The effort may be negligible for one regex you are using on a Pi-hole installed on an x86_64 machine but less acceptable for a Raspberry Pi 2B-based Pi-hole and hundred regular expressions. Anyway, we can just try this out and see what happens. In the end, this will only affect those that manually (!) add regular expressions here so nothing that would slow it down for every user.

1 Like

I believe most posters here would want filtering of the [web UI's] Query Log, myself included.

I still want to see the Top Blocked / Allowed graphs f.ex. when I fire up my gaming PC the PiHole gets thousands of NVIDIA telemetry events (all blocked) and I still want to know that it's doing that. BUT when inspecting the Query Log I want to be able to say "OK I know about these 17 biggest offenders but please show me everything else". Example: if I visit a website that mysteriously fails to render then I'll want to be able to quickly understand why by looking at the Query Log and ignoring the usual suspects that I know are not responsible.

I will opt in for that feature, should you implement it.

2 Likes

That aligns with my earlier post in this topic. If the filtering was just for the Query Log then the long-term database would presumably not be impacted and operate as it does now without a performance hit. And when viewing the Query Log, that's the point where a single round of filtering cleans it up. Would the points I made in that earlier post be useful?

As @dimitarvp says it's just to allow the Query Log without the noise of a device that floods it. A single Roku device or the Velop mesh floods the Query Log and make it near impossible to pick out a web page domain that needs whitelisting, since the domain has already been carried off the page in the seconds it takes to view the Query Log.

I don't mind – and in fact, want – the long-term logging of the noise because I want that to accurately represent what Pi-hole saw. The long-term database isn't a problem though since it is used to search for things so filtering is applied by the user in normal operation.

Thanks for looking at this.

1 Like

I implemented a very first draft where the effect is indeed limited to the Query Log only. This is what is left when adding the regex exclusion rule [a-z]:

If you pay close attention to the text below the Query Log, you'll see that this filtering is indirectly obvious from the UI.

Any number of regular expressions is supported. Note that above mentioned performance-warning stays: Every domain to be displayed has to be matched against every of you configured regular expressions. That being said, there will be no performance hit if the array of regular expressions is empty.

This is implemented in the realm of the ongoing Pi-hole v6.0 development on branch new/queryLogRegex:

4 Likes

This feature has been merged into the v6.0 beta code.

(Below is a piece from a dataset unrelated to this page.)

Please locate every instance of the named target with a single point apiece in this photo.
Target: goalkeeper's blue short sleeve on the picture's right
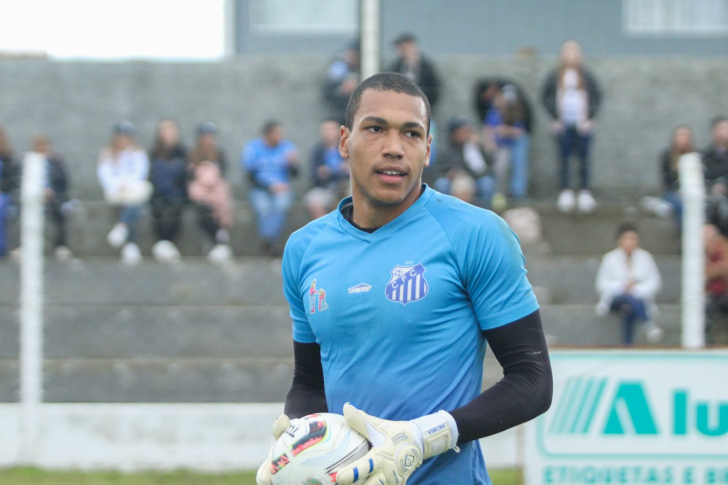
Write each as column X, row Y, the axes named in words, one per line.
column 495, row 274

You will not only be able to hide domain on a regex basis but als clients (both by hostname and IP address). The same filters will apply both to the Query Log and the tables on the dashboard.

2 Likes

I think most of us want to have a clean query log to find the interesting domains more easily.

The best would be if the audited Domains would optionally not show up in the log.
Audited domains have been already checked and need no further attention, at least for a while.

With this implemented it should also be possible to browse the Audit log for easy changes.